Fewer Falls, Better Balance: What Real World Data Shows About Adaptive DBS

Doris Wang, M.D., Ph.D., shares real-world results from long-term testing of her team's adaptive deep brain stimulation system, including reduced falls and patients who chose to stay on the adaptive setting long after the study ended.

By

Lana Pine

Published on July 3, 2026

3 min read

In the second part of our conversation with Doris Wang, M.D., Ph.D., neurosurgeon at the University of California, San Francisco, she explains what her team's adaptive deep brain stimulation, or aDBS, system is actually correcting and why early results from long-term patient testing are so encouraging.

At the core of the technology is a concept called gait variability. In healthy walking, the length and timing of each step remain remarkably consistent from one stride to the next. In patients with Parkinson's disease, that consistency breaks down. Walking requires more conscious effort, and the timing and length of left and right steps often differ significantly from one another. By detecting these patterns and adjusting stimulation in real time, the adaptive system aims to restore symmetry and rebuild a more stable, cyclical walking pattern, helping patients maintain better balance as they shift their center of gravity with each step.

The results from long-term, real-world testing, published in Nature Medicine, have been striking. Patients in the study reported a decreased number of falls while using the adaptive stimulation. Even more notable, several patients chose to remain on the adaptive setting entirely on their own after the study's blinded phase ended, with one patient continuing on it for more than a year. When the team temporarily switched these patients back to standard, continuous stimulation, the patients reported a sharp increase in freezing episodes and falls, along with a noticeable decline in gait function, strong evidence that the adaptive approach is providing real, measurable benefit.

Wang compares the underlying concept to a heart pacemaker, which responds dynamically to the heart's rhythm rather than delivering a fixed, constant signal. The brain, she notes, is exponentially more complex, involving billions of neurons in constantly shifting states. Her team's system allows for far more nuanced control, adjusting not just stimulation amplitude but also pulse width and targeted brain regions in response to what the brain needs in the moment.
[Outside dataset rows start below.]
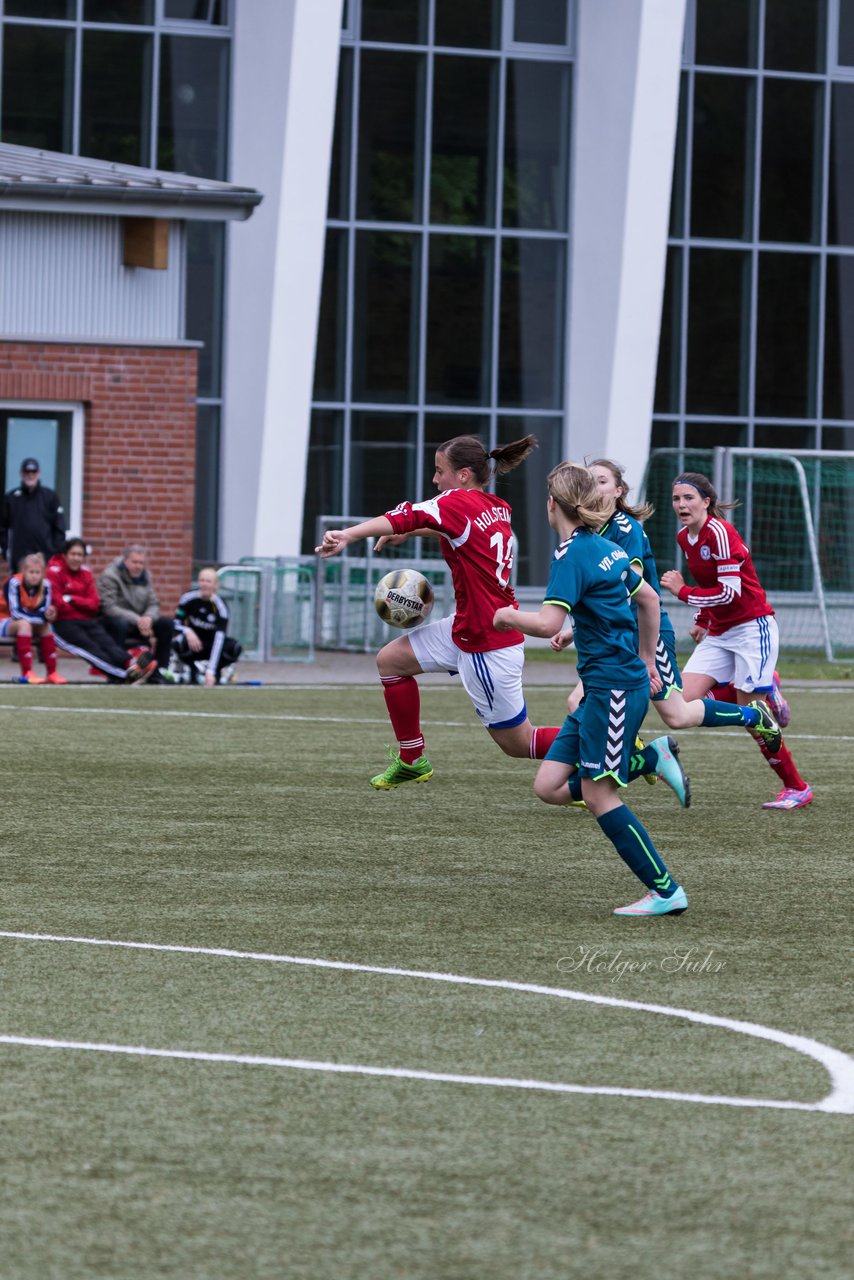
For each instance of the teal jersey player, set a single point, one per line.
(592, 579)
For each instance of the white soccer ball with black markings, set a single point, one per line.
(403, 598)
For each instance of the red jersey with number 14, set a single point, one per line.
(478, 545)
(727, 589)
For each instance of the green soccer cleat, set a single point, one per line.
(766, 726)
(397, 772)
(670, 771)
(653, 904)
(652, 778)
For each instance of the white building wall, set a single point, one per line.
(283, 105)
(62, 275)
(626, 105)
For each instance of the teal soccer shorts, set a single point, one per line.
(599, 736)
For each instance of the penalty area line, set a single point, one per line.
(839, 1065)
(398, 1073)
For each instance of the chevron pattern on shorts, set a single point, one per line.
(665, 664)
(616, 728)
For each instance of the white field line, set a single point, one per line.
(839, 1065)
(350, 720)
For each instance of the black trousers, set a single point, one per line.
(126, 634)
(90, 639)
(229, 653)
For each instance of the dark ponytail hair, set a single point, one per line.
(467, 451)
(704, 485)
(639, 512)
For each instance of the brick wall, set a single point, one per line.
(138, 444)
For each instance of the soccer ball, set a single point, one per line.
(403, 598)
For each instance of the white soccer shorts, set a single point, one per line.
(493, 680)
(744, 656)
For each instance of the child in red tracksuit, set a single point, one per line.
(31, 612)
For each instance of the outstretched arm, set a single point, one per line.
(546, 624)
(336, 539)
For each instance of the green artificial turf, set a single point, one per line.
(254, 830)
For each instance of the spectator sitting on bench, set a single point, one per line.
(132, 611)
(28, 599)
(77, 625)
(201, 620)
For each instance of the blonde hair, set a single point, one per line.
(639, 512)
(579, 496)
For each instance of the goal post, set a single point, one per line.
(797, 513)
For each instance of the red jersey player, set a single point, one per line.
(735, 627)
(476, 543)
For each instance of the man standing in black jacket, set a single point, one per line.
(32, 519)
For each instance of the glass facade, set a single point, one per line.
(757, 342)
(141, 82)
(444, 293)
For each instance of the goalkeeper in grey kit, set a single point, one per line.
(201, 621)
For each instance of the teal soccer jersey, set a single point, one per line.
(630, 534)
(593, 580)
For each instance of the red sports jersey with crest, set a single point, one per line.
(476, 544)
(727, 589)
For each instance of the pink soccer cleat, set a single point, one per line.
(790, 799)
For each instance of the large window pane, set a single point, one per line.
(677, 192)
(840, 208)
(462, 160)
(324, 471)
(342, 140)
(726, 33)
(459, 320)
(845, 44)
(391, 131)
(133, 12)
(117, 96)
(540, 22)
(839, 338)
(402, 22)
(722, 156)
(795, 35)
(791, 147)
(37, 78)
(717, 332)
(193, 106)
(671, 336)
(195, 10)
(525, 490)
(786, 334)
(537, 147)
(533, 295)
(41, 8)
(382, 461)
(332, 328)
(206, 512)
(467, 23)
(386, 316)
(205, 263)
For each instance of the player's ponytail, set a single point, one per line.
(703, 485)
(467, 451)
(579, 497)
(643, 511)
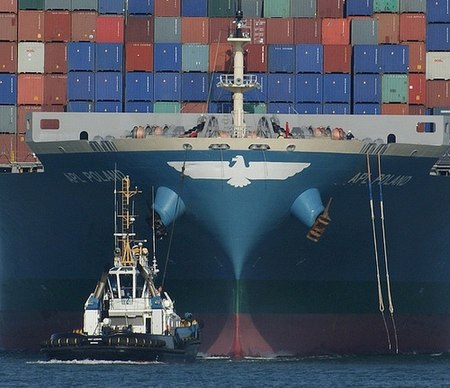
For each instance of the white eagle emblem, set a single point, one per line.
(237, 173)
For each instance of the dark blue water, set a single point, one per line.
(25, 370)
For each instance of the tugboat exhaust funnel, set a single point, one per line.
(168, 205)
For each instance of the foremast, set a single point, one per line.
(238, 83)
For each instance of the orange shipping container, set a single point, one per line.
(31, 26)
(84, 26)
(110, 29)
(417, 89)
(335, 31)
(8, 57)
(220, 57)
(167, 8)
(413, 27)
(57, 26)
(280, 31)
(139, 56)
(388, 27)
(194, 30)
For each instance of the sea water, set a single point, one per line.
(30, 370)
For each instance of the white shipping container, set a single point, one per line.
(30, 57)
(438, 65)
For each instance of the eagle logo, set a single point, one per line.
(237, 173)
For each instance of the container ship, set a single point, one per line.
(298, 152)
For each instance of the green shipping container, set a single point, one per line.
(31, 4)
(277, 8)
(386, 6)
(166, 107)
(394, 88)
(221, 8)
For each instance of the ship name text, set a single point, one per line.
(94, 176)
(385, 179)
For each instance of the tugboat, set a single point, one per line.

Looking ahead, Wang identifies several key hurdles. Access to research-level devices with these capabilities unlocked remains limited, since most commercially available DBS systems do not yet have these features enabled. Larger, multi-institutional randomized trials are needed to determine which patients and which types of gait symptoms respond best to this approach. And perhaps most importantly, her team hopes to develop more automated methods of biomarker detection, potentially using wearable devices and machine learning to streamline a discovery process that currently takes years of in-clinic and in-home testing to complete.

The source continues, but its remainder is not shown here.